Kalsanız, iş güç yok. Eve ekmek getiremiyorsunuz. Gitseniz, eşinizi, çocuklarınızı, tüm sevdiklerinizi geride bırakacaksınız. Belki iki sene sonra, belki daha uzun bir zamandan sonra geri döneceksiniz. Halbuki daha yeni okula başlamış olan çocuğunuzun size ihtiyacı var. Belki bir kaç ay sonra doğacak olan çocuğunuzu aylar, seneler sonra ilk defa göreceksiniz. Ya da henüz yeni doğmuş olan çocuğunuz iki sene baba hasreti çekecek. Eğer yeni evlendiyseniz, gurbete giderek, sevdiğinize daha yeni kavuşmuşken tekrar ayrı kalmanız gerekecek. Zor bir karar.
Almanya ve Türkiye 1961'de işci anlaşması imzalıyor. Bu anlaşma sayesinde onbinlerce insan Türkiye'den Almanya'ya geliyor. Sirkeci tren garında hergün yüzlerce insan toplanıyor. Ailenizi, sevdiklerinizi geride bırakıp, elinizde bir bavul ile “gurbet“ kelimesini yaşamaya gidiyorsunuz. Artık “gurbetçi“ olacaksınız.

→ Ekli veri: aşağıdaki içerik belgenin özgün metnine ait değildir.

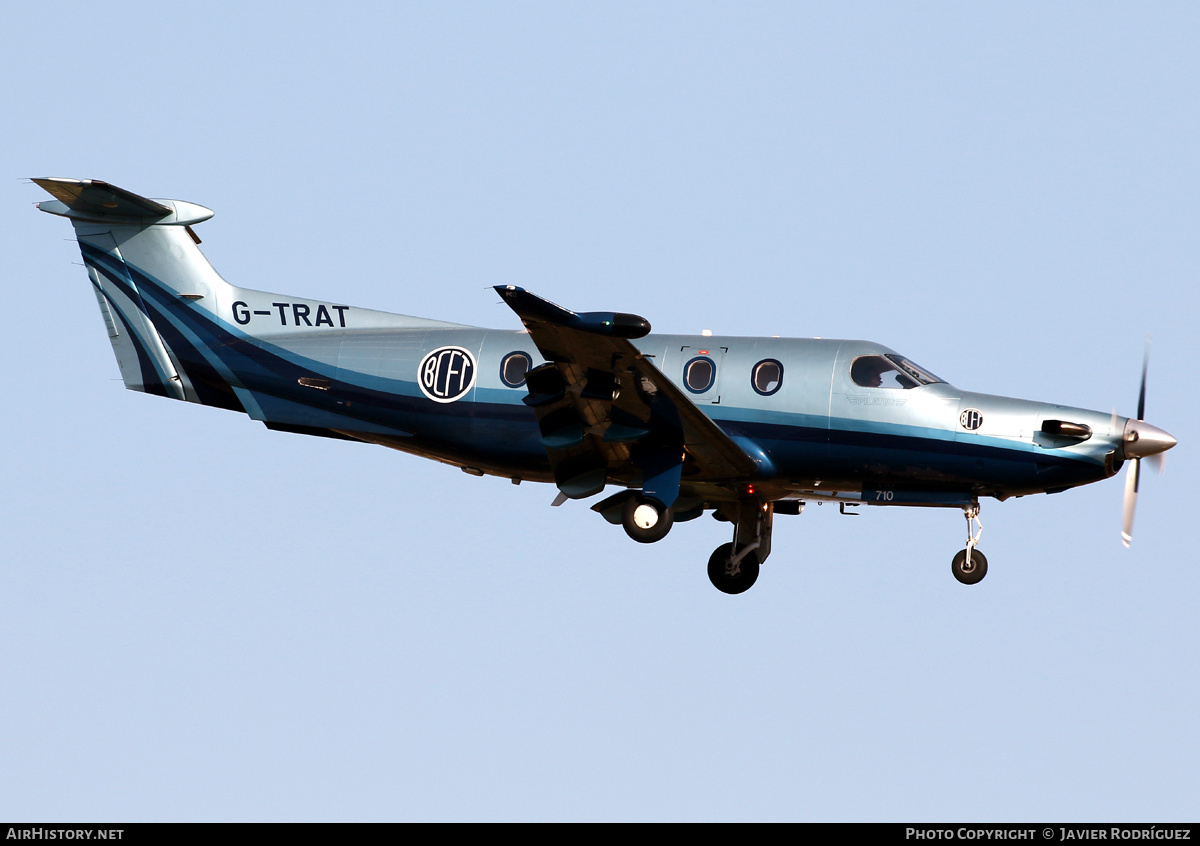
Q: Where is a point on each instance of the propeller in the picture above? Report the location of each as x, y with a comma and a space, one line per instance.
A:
1140, 441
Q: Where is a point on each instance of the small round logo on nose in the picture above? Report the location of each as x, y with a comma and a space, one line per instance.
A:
447, 373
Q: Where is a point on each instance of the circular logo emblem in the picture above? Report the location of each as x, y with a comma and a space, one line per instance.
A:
447, 373
971, 419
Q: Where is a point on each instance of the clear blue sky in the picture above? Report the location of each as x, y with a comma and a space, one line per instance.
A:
208, 621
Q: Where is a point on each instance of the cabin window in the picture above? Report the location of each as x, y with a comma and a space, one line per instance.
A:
889, 371
513, 369
699, 375
767, 377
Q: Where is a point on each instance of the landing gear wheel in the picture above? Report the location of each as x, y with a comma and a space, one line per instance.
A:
972, 573
646, 520
729, 577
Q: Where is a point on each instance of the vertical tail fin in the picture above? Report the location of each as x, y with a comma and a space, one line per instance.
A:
147, 271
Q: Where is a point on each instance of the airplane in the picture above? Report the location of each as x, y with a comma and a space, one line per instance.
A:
741, 427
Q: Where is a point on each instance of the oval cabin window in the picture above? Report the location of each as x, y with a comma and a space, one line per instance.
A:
699, 375
767, 377
513, 369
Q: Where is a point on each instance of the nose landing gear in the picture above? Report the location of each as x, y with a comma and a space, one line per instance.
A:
970, 565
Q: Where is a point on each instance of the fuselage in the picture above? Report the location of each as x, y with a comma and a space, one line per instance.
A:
813, 430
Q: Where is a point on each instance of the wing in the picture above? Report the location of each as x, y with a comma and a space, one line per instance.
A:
606, 413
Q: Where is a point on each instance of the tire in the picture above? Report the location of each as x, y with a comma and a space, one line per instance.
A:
637, 515
976, 574
739, 582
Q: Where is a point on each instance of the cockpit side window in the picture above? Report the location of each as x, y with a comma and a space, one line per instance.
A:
888, 371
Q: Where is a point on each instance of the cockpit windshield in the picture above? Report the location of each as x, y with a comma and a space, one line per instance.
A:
889, 371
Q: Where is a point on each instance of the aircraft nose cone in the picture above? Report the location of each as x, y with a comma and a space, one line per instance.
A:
1141, 439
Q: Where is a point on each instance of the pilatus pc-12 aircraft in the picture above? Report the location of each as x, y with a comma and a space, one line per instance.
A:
744, 427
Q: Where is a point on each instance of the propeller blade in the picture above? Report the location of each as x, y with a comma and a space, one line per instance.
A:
1141, 394
1131, 501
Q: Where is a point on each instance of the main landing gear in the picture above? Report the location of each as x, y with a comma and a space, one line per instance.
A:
970, 565
733, 568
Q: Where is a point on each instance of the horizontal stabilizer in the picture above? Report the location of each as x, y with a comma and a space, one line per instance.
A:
91, 199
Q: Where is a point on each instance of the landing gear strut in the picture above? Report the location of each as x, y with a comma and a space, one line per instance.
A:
970, 565
733, 568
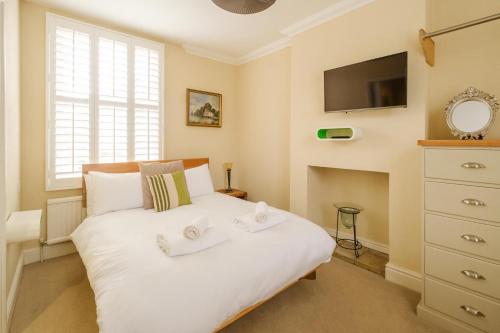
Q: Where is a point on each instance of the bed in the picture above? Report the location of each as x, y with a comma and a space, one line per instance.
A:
139, 289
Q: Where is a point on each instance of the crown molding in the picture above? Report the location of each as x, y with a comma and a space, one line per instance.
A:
213, 55
329, 13
265, 50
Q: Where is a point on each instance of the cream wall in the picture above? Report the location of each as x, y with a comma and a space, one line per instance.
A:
181, 71
263, 104
389, 143
463, 58
12, 125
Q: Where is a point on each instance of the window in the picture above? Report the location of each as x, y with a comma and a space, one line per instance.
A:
104, 99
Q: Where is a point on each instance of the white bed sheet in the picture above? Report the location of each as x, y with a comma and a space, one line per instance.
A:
139, 289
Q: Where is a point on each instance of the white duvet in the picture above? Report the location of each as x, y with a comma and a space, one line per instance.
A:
140, 289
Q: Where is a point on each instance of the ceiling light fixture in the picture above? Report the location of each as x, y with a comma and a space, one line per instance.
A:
244, 6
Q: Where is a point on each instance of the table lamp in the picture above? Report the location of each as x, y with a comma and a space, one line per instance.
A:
228, 166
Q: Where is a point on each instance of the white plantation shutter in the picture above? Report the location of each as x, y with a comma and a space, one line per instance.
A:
104, 99
147, 104
113, 101
71, 102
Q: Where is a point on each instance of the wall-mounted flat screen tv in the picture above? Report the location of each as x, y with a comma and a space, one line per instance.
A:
372, 84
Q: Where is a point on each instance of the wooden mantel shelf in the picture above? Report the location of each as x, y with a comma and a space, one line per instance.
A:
459, 143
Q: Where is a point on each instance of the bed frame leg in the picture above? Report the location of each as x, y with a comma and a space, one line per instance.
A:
310, 276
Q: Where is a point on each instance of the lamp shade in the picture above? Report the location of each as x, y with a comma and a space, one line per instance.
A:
244, 6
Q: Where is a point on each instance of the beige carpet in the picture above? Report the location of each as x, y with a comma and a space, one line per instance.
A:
55, 296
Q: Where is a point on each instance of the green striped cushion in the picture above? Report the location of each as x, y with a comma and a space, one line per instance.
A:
169, 190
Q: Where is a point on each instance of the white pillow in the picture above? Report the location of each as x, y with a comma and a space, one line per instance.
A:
110, 192
199, 181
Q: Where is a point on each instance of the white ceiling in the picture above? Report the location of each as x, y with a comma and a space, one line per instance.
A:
205, 29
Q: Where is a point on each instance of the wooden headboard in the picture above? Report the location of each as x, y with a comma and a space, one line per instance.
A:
129, 167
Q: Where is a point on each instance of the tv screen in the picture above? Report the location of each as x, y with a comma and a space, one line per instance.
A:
376, 83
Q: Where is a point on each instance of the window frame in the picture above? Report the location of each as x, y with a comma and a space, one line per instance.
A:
94, 31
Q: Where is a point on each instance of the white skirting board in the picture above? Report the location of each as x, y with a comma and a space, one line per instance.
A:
365, 241
49, 251
14, 288
404, 277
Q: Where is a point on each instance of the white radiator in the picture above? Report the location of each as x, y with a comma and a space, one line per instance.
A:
63, 216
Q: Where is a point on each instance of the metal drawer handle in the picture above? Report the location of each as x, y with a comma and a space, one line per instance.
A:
473, 238
472, 311
473, 202
473, 165
472, 274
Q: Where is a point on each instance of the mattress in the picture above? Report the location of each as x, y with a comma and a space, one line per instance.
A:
139, 289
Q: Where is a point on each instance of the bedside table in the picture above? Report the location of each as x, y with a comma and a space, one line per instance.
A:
234, 193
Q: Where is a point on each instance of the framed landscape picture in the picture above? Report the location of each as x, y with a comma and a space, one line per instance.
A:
203, 108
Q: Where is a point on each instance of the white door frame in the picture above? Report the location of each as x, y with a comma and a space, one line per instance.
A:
3, 250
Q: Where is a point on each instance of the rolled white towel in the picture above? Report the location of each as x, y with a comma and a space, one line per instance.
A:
197, 228
261, 211
247, 222
176, 245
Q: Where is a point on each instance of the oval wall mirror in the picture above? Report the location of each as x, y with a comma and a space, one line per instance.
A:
471, 113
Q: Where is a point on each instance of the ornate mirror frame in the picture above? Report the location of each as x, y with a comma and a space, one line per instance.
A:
471, 94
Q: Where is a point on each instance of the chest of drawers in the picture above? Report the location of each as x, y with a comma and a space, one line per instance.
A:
461, 238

“Gurbetçilerimiz“ bu şekilde 1961'den itibaren Sirkeci tren garından Münih'in meşhur 11. Peronuna yolculuk ediyorlar. Kimisi iki sene sonra dönmeyi, kimisi traktör parası kazanıp geri dönmeyi planlıyor. Fakat bugün biliyoruz ki, geri dönüşü sadece çok az sayıda insan gerçekleştirdi. Çoğunluk ise “misafir“ olarak gittiği yerde, kalıcı olarak yaşamaya başladı.

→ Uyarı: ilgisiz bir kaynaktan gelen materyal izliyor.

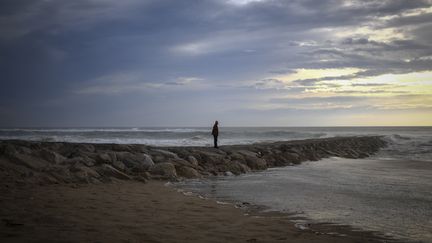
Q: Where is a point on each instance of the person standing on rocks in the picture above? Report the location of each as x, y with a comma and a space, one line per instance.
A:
215, 133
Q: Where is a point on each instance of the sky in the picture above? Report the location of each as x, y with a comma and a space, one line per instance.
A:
190, 62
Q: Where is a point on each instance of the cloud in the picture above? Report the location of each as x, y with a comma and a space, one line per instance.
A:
236, 50
131, 82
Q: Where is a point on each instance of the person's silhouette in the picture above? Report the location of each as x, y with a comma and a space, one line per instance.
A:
215, 133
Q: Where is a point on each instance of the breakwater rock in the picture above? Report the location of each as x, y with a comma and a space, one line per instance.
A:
58, 162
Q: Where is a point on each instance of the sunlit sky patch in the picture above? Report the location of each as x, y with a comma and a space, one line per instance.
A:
243, 62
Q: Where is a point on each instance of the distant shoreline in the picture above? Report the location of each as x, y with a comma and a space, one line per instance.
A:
61, 162
95, 191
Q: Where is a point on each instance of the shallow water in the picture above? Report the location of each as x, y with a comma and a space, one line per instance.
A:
412, 143
390, 196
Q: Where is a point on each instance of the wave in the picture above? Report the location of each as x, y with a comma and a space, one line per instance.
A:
83, 130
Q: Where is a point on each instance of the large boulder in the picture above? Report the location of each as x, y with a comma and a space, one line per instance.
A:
138, 162
192, 160
109, 171
51, 156
26, 160
165, 169
165, 153
237, 168
82, 160
187, 172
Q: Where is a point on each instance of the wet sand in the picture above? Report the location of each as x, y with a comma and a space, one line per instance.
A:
130, 211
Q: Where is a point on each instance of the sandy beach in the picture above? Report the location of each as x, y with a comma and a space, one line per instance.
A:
65, 192
125, 211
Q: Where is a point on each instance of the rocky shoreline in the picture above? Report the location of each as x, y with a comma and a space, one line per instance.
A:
58, 162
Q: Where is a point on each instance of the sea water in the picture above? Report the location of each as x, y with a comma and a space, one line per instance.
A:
390, 192
404, 142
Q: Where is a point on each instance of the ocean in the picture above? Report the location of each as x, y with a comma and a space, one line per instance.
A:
390, 192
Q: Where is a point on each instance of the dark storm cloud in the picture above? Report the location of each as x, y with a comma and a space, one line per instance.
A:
68, 50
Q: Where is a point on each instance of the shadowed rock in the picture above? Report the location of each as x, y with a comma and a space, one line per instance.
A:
48, 162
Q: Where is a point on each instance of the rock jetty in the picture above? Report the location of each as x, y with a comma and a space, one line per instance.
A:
58, 162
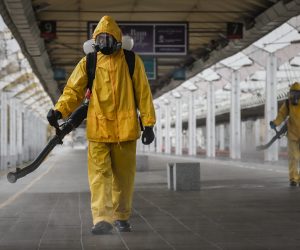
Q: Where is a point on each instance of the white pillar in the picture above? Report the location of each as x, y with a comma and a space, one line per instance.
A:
235, 117
221, 137
271, 154
19, 133
158, 130
192, 124
12, 133
4, 130
257, 132
178, 132
210, 122
167, 128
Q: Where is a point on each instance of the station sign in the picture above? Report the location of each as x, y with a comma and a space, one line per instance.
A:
154, 38
235, 31
150, 67
48, 29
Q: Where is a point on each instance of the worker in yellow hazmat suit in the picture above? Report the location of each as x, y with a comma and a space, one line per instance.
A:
291, 109
112, 125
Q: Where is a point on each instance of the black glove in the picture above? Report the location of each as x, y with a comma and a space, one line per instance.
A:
272, 125
53, 116
148, 135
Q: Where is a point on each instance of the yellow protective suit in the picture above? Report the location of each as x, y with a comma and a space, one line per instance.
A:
112, 124
293, 112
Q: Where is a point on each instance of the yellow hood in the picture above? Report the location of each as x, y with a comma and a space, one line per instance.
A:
108, 25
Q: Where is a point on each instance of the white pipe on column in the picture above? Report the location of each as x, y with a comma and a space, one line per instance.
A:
167, 128
210, 122
257, 132
192, 124
178, 136
19, 133
235, 117
158, 135
221, 137
271, 154
12, 133
4, 130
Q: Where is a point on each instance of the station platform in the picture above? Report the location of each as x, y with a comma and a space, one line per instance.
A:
240, 206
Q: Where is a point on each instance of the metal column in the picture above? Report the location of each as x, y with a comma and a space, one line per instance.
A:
19, 133
210, 122
192, 124
4, 130
158, 135
221, 137
235, 118
257, 132
271, 154
167, 128
178, 136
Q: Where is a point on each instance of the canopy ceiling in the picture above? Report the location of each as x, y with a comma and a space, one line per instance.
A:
206, 20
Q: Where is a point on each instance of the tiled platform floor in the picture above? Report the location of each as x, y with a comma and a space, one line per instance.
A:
240, 206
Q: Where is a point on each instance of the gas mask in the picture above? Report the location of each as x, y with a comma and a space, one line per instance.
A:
107, 44
294, 97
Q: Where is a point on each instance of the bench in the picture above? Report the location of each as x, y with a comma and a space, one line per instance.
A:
142, 163
183, 176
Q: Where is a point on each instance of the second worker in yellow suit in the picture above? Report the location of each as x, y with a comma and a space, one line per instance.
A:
112, 125
291, 109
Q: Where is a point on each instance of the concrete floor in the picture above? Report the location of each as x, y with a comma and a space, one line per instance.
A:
240, 206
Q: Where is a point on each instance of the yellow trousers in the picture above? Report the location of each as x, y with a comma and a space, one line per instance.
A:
111, 172
294, 156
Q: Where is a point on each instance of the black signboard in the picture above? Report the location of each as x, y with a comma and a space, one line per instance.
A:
154, 38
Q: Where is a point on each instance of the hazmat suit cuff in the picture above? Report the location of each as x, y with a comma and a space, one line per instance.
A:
63, 112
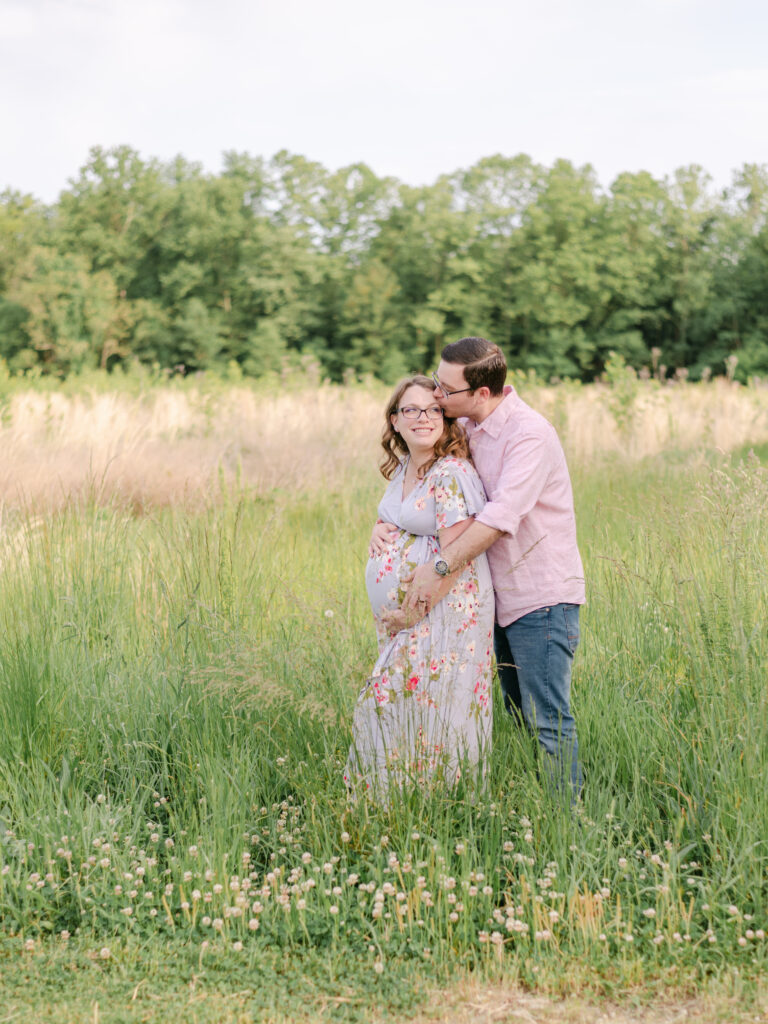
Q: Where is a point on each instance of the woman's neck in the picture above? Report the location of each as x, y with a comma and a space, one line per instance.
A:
419, 459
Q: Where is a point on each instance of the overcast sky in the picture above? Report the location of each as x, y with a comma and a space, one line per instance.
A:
414, 88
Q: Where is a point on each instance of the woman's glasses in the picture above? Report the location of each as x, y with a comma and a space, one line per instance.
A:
414, 413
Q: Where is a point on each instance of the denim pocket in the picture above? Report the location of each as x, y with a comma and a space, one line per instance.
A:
570, 614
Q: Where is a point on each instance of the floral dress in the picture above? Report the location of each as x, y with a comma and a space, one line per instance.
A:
425, 714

Misafir ile yabancının farkı
Sosyolog Georg Simmel “Misafir“ ve “Yabancının“ farkını anlatırken: "Misafir bugün gelir, yarın gider. Yabancı bugün gelir, yarın kalır” der. Çünkü misafirin özelliği gittiği yerde kısa durmaktır. Gelir ve yine gider. Yabancı ise, gidemez, kalıcıdır ve kalır. 60 sene önce Türkiye'den ilk işçiler Almanya'ya geldiklerinde “misafir” olarak geldiklerini zannediyorlardı. Yani bir kaç sene Almanya'da çalışıp, traktör parası kazanıp, Mercedes markalı araba, Alman çikolatalarıyla dolu olan bir torba, bir radyo ve televizyon alıp, vatanlarına geri döneceklerini hayal ediyorlardı. Ama dönemediler. Almanya'nın cazibesi “misafirleri” yabancı, yani gurbetçi yaptı.
Halen “bir gün döneceğim” hayaliyle yaşayanlar olsa da, yaklaşık 60 senedir Almanya'da, Alman toplumunda insanlarımız varlıklarını sürdürüyorlar. İnişleriyle, çıkışlarıyla, iyi ve kötü anlarıyla geçen koca bir 60 sene. Kimisi vefat edince memleketine tabut içinde geri dönüyor. Kimisi yaşadığı ülkenin müslüman mezarlığına gömülüyor.
Alamancı mı Yabancı mı?
90'lı senelerin öğrencileri hatırlar. Alman okulunda yabancıydınız, Türkiye'de ise Alamancı. Ne oraya, ne buraya aittiniz. Ne onlar sizi anlıyordu, ne bunlar. İki dil, iki kültür arasında sıkışıp kalmış bir nesil yetişiyordu.
60 senelik bu gurbetçi tarihinde, vatandaşlarımız çeşitli sorun ve sıkıntılar yaşadılar. Kendi başlarına kalan gurbetçilerimiz, kendi sosyolojilerini, kendi anlayış ve değerlerini ürettiler. Asimile olmamak için çaba verdiler. Din, örf, dil ve adetlerini muhafaza edebilmek için gayret gösterdiler. Aynı zamanda yaşadıkları ülkeye ayak uydurabilmek için, uyum sağlamaya ve entegre olmaya çalıştılar.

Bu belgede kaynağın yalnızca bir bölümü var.